Museum returns remains to Tonga
The Hawaii collection included a princess from about 1400
The remains of Princess Fatafehi, the daughter of a royal dynasty that ruled Tonga more than 600 years ago, will return home today after 85 years at the Bishop Museum.
Along with the princess, the remains of about 20 other individuals from Tongan burial sites will be escorted home by a delegation of high Tongan officials and Maile Drake, the museum's cultural collections manager, who is also Tongan.
"This is a great and right thing to do," said Drake. "In the Tongan way, they are still people. They are mothers and daughters, fathers and sons, brothers and sisters -- all returning home in dignity."
Each set of remains has been carefully wrapped in tapa supplied by women in the Tongan community here.
"I believe, as many Tongans believe, that when people die they live on in spirit, and we connect to them in our own way," Drake said.
Princess Fatafehi probably lived in the 1300s or 1400s. Hers could be the oldest known remains of Tongan royalty.
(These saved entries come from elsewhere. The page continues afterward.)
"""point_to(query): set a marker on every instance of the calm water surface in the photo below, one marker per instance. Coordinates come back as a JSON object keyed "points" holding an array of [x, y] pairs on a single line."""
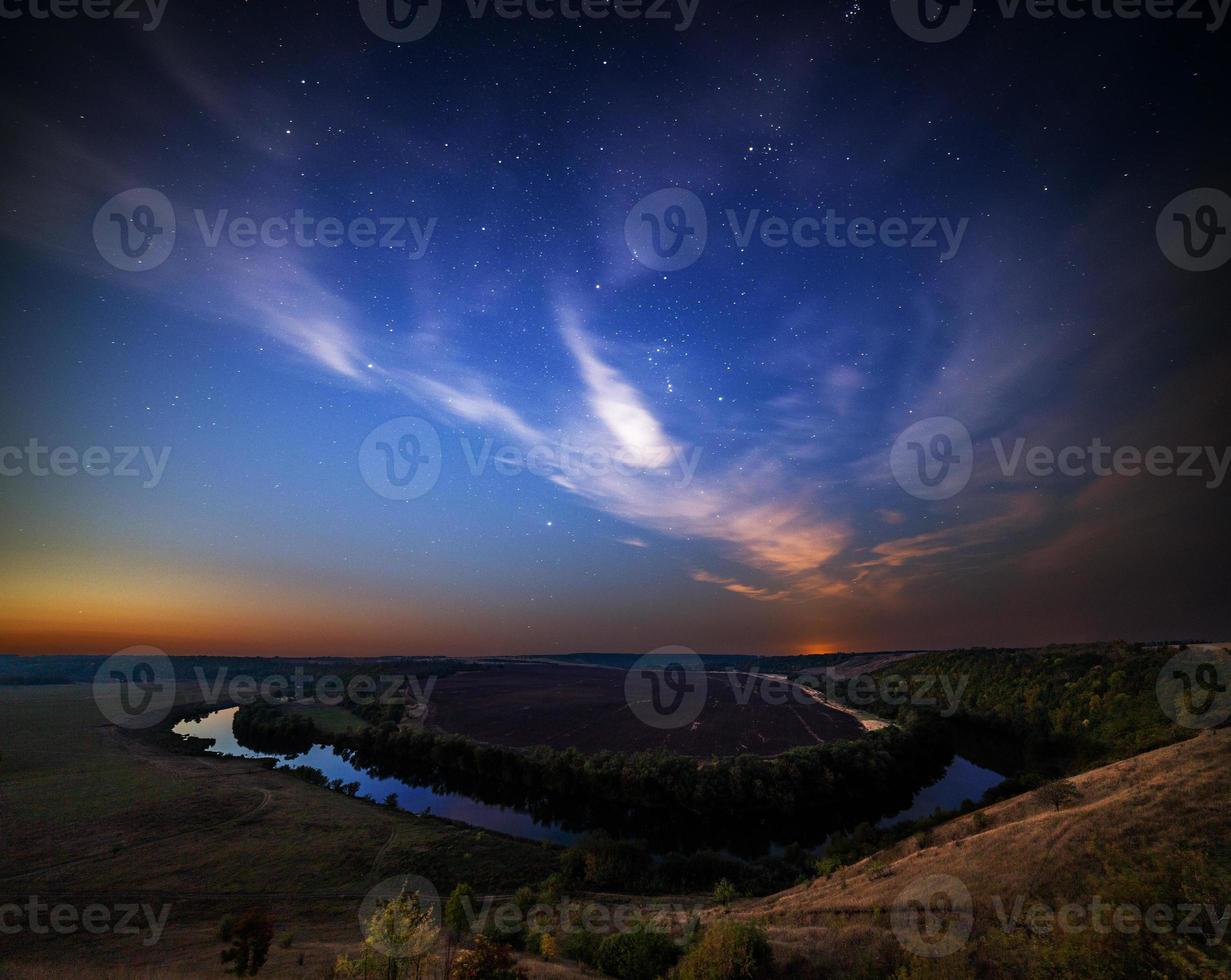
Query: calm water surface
{"points": [[962, 781]]}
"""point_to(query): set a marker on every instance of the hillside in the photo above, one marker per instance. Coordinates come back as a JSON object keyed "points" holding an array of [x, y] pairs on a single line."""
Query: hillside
{"points": [[1146, 830]]}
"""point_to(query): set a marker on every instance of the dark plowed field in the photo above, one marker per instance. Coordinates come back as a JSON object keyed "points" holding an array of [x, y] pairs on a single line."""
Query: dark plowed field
{"points": [[585, 707]]}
Betty Kam, the museum's vice president of cultural collections, said that while the museum has repatriated hundreds of native Hawaiian remains, this is the first time Tonga has received repatriation.
"There were no precedents or protocols for doing this," Kam said. "We all feel the ancestors need to go back, and it's nice to all be in agreement. There's this joyful feeling among the staff and the delegation."
At Drake's direction, Kam wrote to King Taufaahau Topou IV more than a year ago to tell him that the museum had the remains in its possession and wanted advice on how best to go about returning them.
The delegation arrived from Tonga last week. They will consult with the king upon their return about the final disposition.
The remains were found as part of a large expedition to Tonga in 1920 and 1921. The Bishop Museum was the center of Pacific study at the time, Kam said. Museum staff were on the Bayard Dominick Expedition with other anthropologists and conducted an excavation with the permission of the queen and the participation of Tongans. The anthropologists studied burial sites and food remains in kitchen areas to determine the local diet.
Drake said they were given permission to excavate two known but long-abandoned "langi," or chiefly burial sites, believed to be the oldest in Tonga. One stone vault was empty and the other contained the princess.
With the permission of Tongan officials, Drake said, the bones were brought back to Bishop Museum, where they were studied and cataloged but not displayed.